The past couple of years have been anything but ordinary for real estate investments. Last year, in response to the COVID-19 pandemic slowdown, the Federal Reserve slashed interest rates to record lows and mortgage rates followed. Many mortgage-finance companies felt the tailwinds from these low rates, and customers responded by refinancing their mortgages at a record pace.
Now, accelerating inflation has caused the Fed to shift course, which could have a sizable impact on real estate and mortgage-finance companies. Here are four trends in real estate that smart investors are keeping a close eye on going into 2022.
1. Mortgage rates will rise
Economists expect mortgage rates to rise as the Fed tightens monetary policy. The Fed has decided it needs to respond to rising inflation, which recently came in at a 6.8% annual rate in November, the highest since 1982. At the same time, the unemployment rate has dropped drastically -- down to 4.2% as of November.
Because of the recovery in jobs and accelerating inflation, the Fed has said it will taper its purchases of assets used to stimulate the economy sooner than it expected. Investors are also anticipating more rate increases than previously thought earlier in the year. Bank of America forecasts two rate hikes in 2022 and three more in 2023 and 2024.
These expected rate increases will boost mortgage rates as a result. According to Fannie Mae's Economic and Strategic Research Group, mortgage rates will average 3.3% in 2022, up from today's rate of 2.99%. Meanwhile, Mortgage Bankers Association (MBA) researchers expect interest rates to rise to 4% on 30-year fixed loans next year.
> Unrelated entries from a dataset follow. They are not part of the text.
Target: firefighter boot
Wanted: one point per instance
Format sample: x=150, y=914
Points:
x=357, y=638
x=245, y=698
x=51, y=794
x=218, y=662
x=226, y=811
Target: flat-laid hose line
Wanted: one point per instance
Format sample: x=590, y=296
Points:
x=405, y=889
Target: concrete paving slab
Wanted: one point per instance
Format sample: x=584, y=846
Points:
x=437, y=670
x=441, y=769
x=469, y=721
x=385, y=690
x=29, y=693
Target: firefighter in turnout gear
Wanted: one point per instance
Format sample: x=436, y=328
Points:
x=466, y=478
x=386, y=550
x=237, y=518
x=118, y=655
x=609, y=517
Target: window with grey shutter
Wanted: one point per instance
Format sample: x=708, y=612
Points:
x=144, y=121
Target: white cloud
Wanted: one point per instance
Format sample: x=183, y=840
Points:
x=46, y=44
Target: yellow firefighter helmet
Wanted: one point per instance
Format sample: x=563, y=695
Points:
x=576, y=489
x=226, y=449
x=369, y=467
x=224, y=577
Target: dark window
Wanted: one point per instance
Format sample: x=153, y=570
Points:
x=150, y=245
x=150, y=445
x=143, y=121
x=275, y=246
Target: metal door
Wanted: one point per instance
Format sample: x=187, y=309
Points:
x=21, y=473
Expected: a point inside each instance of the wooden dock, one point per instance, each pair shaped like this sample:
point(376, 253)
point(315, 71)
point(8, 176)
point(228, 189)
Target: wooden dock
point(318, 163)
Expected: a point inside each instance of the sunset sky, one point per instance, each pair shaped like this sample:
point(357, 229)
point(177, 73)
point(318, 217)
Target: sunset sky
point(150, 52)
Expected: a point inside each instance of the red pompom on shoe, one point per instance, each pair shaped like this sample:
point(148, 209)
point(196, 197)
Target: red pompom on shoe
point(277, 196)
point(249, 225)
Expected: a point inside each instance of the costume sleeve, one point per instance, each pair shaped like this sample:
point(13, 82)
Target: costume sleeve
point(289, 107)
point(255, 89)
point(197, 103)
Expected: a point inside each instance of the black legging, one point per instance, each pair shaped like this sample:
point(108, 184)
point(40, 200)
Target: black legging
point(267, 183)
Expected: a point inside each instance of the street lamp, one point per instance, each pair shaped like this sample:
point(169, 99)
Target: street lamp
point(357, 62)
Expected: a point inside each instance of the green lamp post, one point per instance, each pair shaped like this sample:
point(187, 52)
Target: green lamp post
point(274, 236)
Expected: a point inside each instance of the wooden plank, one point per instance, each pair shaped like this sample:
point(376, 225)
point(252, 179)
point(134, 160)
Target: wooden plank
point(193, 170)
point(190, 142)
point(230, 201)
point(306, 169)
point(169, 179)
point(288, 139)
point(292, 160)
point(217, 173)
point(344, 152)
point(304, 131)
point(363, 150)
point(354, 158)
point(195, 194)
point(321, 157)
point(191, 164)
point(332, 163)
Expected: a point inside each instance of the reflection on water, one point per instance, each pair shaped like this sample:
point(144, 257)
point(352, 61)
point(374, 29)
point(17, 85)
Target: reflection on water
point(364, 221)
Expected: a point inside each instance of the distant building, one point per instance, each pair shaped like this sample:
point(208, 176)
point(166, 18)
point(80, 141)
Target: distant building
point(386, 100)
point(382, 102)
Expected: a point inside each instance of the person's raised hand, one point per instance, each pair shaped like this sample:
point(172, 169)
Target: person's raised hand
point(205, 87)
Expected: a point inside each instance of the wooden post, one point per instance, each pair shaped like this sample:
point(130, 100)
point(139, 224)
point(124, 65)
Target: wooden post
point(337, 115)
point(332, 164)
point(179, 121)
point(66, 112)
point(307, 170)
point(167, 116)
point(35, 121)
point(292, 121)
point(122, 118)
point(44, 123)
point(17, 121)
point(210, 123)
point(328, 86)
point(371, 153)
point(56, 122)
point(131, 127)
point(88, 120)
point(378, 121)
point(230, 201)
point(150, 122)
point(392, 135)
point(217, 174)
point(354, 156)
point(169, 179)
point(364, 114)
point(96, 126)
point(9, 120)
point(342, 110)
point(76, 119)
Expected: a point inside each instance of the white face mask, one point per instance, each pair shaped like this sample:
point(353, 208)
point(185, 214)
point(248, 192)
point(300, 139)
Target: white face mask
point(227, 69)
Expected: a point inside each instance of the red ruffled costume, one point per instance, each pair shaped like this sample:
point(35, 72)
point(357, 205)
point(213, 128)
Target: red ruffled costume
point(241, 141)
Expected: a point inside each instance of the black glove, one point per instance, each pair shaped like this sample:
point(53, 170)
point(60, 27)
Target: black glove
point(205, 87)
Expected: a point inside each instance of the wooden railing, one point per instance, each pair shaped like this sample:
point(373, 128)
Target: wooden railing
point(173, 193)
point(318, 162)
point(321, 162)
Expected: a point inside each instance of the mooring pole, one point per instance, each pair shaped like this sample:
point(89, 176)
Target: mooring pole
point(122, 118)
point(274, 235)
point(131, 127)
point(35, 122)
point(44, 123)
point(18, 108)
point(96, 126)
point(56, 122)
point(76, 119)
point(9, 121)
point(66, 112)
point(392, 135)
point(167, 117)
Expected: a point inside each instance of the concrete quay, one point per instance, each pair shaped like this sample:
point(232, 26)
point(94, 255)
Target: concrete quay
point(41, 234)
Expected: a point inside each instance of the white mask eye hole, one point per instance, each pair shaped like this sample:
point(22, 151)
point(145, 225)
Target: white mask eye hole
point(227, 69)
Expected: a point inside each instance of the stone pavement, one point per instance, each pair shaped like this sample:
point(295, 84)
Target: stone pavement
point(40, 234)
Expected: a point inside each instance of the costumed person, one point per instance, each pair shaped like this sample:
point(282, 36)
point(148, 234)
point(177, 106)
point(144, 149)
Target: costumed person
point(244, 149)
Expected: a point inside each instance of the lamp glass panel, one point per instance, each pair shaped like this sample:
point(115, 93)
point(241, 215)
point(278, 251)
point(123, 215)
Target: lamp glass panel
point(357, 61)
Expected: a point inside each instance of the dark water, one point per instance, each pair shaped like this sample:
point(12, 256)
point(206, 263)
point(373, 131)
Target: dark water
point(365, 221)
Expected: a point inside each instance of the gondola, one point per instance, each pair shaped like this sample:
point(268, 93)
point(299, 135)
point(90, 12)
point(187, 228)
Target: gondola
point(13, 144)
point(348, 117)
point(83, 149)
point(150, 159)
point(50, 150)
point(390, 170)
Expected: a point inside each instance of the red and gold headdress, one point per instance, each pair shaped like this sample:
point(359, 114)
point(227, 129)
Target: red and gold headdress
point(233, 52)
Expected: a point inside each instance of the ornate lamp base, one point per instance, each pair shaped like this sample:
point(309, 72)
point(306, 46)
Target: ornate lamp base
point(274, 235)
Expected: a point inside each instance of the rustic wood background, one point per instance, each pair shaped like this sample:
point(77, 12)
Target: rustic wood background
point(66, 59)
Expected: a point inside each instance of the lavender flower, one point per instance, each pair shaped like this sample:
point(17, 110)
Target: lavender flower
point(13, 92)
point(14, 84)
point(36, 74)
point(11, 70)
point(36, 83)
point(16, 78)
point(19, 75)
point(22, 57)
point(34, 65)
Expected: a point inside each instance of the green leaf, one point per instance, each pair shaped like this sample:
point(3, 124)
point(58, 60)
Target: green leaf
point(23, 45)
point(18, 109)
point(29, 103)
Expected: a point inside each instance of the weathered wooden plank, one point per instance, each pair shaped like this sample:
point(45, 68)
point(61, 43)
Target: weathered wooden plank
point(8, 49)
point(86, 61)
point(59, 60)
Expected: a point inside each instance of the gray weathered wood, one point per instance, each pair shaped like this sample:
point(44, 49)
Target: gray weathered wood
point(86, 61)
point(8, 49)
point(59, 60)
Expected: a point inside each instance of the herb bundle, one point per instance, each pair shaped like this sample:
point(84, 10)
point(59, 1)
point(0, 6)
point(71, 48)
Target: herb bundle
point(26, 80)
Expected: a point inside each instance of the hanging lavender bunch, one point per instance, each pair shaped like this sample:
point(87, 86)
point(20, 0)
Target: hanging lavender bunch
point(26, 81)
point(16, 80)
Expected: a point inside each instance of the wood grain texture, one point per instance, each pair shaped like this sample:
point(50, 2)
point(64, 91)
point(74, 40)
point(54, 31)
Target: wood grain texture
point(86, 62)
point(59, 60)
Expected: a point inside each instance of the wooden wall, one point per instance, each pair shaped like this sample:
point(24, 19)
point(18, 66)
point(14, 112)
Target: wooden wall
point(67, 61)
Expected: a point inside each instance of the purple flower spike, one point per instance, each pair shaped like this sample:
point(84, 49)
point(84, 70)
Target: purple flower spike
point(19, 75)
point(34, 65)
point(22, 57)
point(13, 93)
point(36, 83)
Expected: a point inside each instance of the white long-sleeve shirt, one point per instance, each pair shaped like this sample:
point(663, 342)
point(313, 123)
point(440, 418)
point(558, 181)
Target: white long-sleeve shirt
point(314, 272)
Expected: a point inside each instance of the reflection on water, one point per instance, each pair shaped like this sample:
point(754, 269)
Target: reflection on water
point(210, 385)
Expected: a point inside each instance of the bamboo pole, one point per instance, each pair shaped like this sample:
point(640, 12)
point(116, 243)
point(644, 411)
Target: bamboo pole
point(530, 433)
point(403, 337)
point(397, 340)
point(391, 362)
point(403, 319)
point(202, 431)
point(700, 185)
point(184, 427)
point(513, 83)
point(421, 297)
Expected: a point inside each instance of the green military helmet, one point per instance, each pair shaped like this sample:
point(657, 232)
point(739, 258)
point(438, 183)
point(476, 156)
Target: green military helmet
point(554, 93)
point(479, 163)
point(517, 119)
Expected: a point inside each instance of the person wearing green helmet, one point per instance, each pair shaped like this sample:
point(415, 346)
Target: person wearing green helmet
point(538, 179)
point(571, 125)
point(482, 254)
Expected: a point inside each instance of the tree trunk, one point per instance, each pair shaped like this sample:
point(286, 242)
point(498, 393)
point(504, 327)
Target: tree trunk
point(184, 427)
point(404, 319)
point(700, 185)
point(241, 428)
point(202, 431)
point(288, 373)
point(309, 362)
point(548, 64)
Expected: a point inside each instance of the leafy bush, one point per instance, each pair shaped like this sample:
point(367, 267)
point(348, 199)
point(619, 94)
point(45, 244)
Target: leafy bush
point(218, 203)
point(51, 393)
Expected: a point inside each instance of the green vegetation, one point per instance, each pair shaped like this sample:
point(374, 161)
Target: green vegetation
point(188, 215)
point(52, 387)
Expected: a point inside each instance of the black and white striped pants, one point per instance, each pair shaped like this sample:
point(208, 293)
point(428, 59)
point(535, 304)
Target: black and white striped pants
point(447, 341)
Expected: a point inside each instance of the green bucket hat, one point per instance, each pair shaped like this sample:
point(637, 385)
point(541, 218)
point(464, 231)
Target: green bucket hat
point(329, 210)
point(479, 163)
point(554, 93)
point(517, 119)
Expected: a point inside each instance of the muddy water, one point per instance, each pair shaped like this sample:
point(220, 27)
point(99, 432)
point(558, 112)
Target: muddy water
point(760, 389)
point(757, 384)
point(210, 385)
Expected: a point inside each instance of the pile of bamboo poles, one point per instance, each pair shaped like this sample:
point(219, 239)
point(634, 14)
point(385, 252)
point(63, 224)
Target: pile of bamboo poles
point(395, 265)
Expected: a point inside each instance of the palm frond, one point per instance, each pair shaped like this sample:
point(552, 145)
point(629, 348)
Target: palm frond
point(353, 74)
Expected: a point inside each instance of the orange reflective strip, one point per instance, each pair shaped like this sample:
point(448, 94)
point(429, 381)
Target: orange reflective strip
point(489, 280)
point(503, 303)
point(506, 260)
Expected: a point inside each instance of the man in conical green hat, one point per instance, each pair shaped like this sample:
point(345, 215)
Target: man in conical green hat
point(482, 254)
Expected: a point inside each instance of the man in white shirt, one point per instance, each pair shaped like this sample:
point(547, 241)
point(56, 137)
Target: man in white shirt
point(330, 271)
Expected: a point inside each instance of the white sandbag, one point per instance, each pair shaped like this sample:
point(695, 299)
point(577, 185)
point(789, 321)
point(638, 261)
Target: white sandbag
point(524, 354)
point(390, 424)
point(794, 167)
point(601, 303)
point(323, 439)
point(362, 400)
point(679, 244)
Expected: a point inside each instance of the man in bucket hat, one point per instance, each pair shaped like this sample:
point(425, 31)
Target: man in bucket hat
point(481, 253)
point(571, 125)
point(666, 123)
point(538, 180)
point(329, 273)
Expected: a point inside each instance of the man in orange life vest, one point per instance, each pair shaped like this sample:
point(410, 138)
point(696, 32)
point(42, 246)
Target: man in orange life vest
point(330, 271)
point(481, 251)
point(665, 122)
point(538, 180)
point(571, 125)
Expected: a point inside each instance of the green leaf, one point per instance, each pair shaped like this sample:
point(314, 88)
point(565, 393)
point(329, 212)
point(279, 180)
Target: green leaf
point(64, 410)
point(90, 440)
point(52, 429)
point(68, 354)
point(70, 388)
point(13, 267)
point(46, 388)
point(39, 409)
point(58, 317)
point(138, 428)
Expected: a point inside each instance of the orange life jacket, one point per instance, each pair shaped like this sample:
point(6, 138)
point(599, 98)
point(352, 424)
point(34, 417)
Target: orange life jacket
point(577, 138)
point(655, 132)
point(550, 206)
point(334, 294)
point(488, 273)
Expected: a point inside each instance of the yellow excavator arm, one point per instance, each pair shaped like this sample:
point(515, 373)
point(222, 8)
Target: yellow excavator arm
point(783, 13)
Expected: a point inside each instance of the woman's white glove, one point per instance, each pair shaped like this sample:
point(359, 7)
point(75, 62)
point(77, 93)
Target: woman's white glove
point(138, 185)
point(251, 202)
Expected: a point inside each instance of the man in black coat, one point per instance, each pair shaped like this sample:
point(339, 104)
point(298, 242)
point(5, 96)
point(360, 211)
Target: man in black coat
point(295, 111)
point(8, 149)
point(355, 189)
2. Origination volume will decline drastically
Mortgage lenders don't love rate hikes because they ultimately lead to a slump in business. When rates go down, people buy houses or refinance their current homes to lock in those low rates. That is what we saw play out last year and into 2021.
When rates begin moving higher, mortgage lending slows, which is what MBA is projecting for 2022. The MBA expects total loan originations to drop 33% next year from 2021, to $2.59 trillion. This decline will hit refinance originations the most, which the MBA projects will decline 62% to $860 billion.
This will undoubtedly hurt lenders in 2022. In an interview with CNBC, Marina Walsh, vice president of industry analysis at the MBA, said "many lenders will rely more heavily on their servicing business to achieve financial goals." As a result, lenders who had a boom in revenue and net income when interest rates dropped will likely see a slowdown next year. Lenders that could feel the pinch include Rocket Companies (RKT -1.70%), PennyMac Financial Services (PFSI -0.61%), and loanDepot (LDI -1.79%).
3. Demand for homes will outpace supply
Despite rising interest rates and declining mortgage origination, demand for housing should remain robust. According to researchers with Goldman Sachs, "of all the shortages afflicting the U.S. economy, the housing shortage might last the longest."
Current demand has reduced the supply of houses available to the lowest levels since the 1970s. Goldman says that a supply-demand imbalance will lead to a multiyear boom for homebuilding.
The firm expects states to deregulate land usage, which should help accelerate construction activity. It expects homebuilding to increase the housing supply by 1.65 million annually. When considering demolitions, net supply is forecast to increase by 1.4 million. The persistent demand-supply imbalance could prove favorable to homebuilder stocks such as D.R. Horton (DHI 0.43%) and PulteGroup (PHM 1.27%).
4. Home prices will continue to rise, but at a slower pace
From August 2020 to August 2021, home prices rose nearly 20% -- a record one-year increase. Experts expect robust demand to continue to drive prices up still more, although not at the same pace.
Goldman forecasts a price increase of 16% from October 2021 through December 2022. This is in the same ballpark as Zillow's prediction; the online real estate giant expects home prices to rise 13.6% from October 2021 through October 2022.
However, other researchers don't anticipate prices increasing quite as fast. Fannie Mae and Freddie Mac project home prices to increase about 8% and 7%, respectively. Meanwhile, the MBA is one of the few forecasting a decline, with prices falling 2.5% by the end of next year.